Single by the Reklaws

from the album Sophomore Slump
- Released: April 17, 2020
- Genre: Country;
- Length: 3:31 (single) 16:40 (EP)
- Label: Universal Canada;
- Songwriter(s): Stuart Walker; Jenna Walker; Todd Clark; Gavin Slate; Travis Wood;
- Producer(s): Todd Clark

The Reklaws singles chronology
| "Can't Help Myself" (2020) | "Where I'm From" (2020) | "Not Gonna Not" (2020) |

Music video
- "Where I'm From" on YouTube

= Where I'm From (The Reklaws song) =

2020 single by the Reklaws

"Where I'm From" is a song co-written and recorded by Canadian country duo the Reklaws. The duo wrote the track with Gavin Slate, Travis Wood, and the track's producer Todd Clark. The song was released on a five-track EP of the same name, and became the lead single off the Reklaws' second studio album Sophomore Slump.

==Background==
The Reklaws stated: "Where I'm From' reminds us of our childhood where the majority of our time was spent at home, with family and neighbours who were our closest friends in our hometown which felt like the whole world." Released amidst the coronavirus pandemic in 2020, Jenna Walker stated, "I think this song will bring some brightness and light to everybody and remind them that this doesn’t have to be a fully negative time."

==Critical reception==
Katie Colley of ET Canada referred to the song as a "nostalgic new track" and a "reminder to reconnect with loved ones and appreciate the little things, now more than ever". Chris Parton of Sounds Like Nashville said the track is "filled with sunset-country sonics and the blood-harmony blend of voices raised under one roof in Cambridge, Ontario" and that "the heartwarming track will make you want to call up your family and reminisce". Allen Steinberg of Canadian Beats Media called the song a "touching duet".

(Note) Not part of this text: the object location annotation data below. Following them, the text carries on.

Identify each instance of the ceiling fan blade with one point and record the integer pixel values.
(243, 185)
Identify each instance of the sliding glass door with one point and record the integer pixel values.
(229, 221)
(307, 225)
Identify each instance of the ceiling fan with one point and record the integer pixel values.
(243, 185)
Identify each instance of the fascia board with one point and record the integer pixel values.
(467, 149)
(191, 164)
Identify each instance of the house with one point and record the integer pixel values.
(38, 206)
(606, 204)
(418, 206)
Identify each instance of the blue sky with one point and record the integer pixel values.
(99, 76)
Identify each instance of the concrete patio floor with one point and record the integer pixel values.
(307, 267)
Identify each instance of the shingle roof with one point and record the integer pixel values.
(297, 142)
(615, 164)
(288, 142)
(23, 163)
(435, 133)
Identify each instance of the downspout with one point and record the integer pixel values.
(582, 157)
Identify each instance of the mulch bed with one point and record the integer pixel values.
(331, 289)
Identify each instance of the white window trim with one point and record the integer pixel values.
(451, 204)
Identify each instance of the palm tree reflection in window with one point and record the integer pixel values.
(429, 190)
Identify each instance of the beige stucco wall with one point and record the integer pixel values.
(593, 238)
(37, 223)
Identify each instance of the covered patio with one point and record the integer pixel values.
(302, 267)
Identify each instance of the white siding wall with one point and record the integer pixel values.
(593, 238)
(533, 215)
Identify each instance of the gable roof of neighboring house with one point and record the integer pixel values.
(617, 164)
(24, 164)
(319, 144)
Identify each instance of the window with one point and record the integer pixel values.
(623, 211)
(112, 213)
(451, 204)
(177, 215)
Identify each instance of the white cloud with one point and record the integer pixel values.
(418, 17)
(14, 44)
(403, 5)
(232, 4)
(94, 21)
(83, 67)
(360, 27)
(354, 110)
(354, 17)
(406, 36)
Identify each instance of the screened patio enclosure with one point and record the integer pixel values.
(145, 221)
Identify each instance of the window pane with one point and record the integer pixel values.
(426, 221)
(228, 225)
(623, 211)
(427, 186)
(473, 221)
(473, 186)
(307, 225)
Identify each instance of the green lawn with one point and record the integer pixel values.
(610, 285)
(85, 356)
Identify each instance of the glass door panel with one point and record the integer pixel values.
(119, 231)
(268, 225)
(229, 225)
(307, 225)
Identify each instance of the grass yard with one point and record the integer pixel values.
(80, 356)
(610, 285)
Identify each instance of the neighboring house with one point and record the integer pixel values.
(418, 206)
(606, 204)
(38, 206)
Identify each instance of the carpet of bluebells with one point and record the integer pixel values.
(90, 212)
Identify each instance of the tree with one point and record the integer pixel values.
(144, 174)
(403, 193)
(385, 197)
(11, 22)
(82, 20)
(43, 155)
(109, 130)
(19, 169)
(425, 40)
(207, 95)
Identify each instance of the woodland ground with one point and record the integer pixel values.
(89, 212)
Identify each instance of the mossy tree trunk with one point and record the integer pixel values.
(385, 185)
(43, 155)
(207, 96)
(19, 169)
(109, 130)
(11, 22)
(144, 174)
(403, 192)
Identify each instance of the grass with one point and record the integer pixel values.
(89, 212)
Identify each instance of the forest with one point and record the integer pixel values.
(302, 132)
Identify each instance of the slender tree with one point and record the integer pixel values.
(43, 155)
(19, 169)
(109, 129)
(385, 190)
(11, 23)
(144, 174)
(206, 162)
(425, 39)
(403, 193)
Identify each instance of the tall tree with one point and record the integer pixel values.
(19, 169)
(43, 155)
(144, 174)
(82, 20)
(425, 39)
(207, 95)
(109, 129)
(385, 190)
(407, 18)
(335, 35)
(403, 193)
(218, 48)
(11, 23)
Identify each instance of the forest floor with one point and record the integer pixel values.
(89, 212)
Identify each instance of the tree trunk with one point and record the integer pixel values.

==Commercial performance==
"Where I'm From" was certified Platinum by Music Canada on November 16, 2020, with over 80,000 sales. It reached a peak of #2 on the Billboard Canada Country chart dated September 5, 2020, It also peaked at #73 on the Canadian Hot 100, becoming their highest charting solo entry to date.

==Music video==
The official music video for "Where I'm From" premiered on May 8, 2020 and was directed by Ben Knechtel. The video is a combination of old family photos and home videos that show their journey from their childhood on their family farm to performing at large venues.

==Track listings==
Digital download - single
1. "Where I'm From" - 3:31

Digital download - single
1. "Where I'm From" - 3:31
2. "Where I'm From" - 3:27
(acoustic)

Digital download - Deluxe EP
1. "Where I'm From" - 3:31
2. "Beer Can" - 2:56
3. "Karma" - 3:19
4. "Godspeed" - 3:21
5. "Where I'm From" - 3:27
(acoustic)

==Charts==

| Chart (2020) | Peak position |
|---|---|
| Canada (Canadian Hot 100) | 73 |
| Canada Country (Billboard) | 2 |

==Certifications==

| Region | Certification | Certified units/sales |
| Canada (Music Canada) | Platinum | 80,000^{‡} |
^{‡} Sales+streaming figures based on certification alone.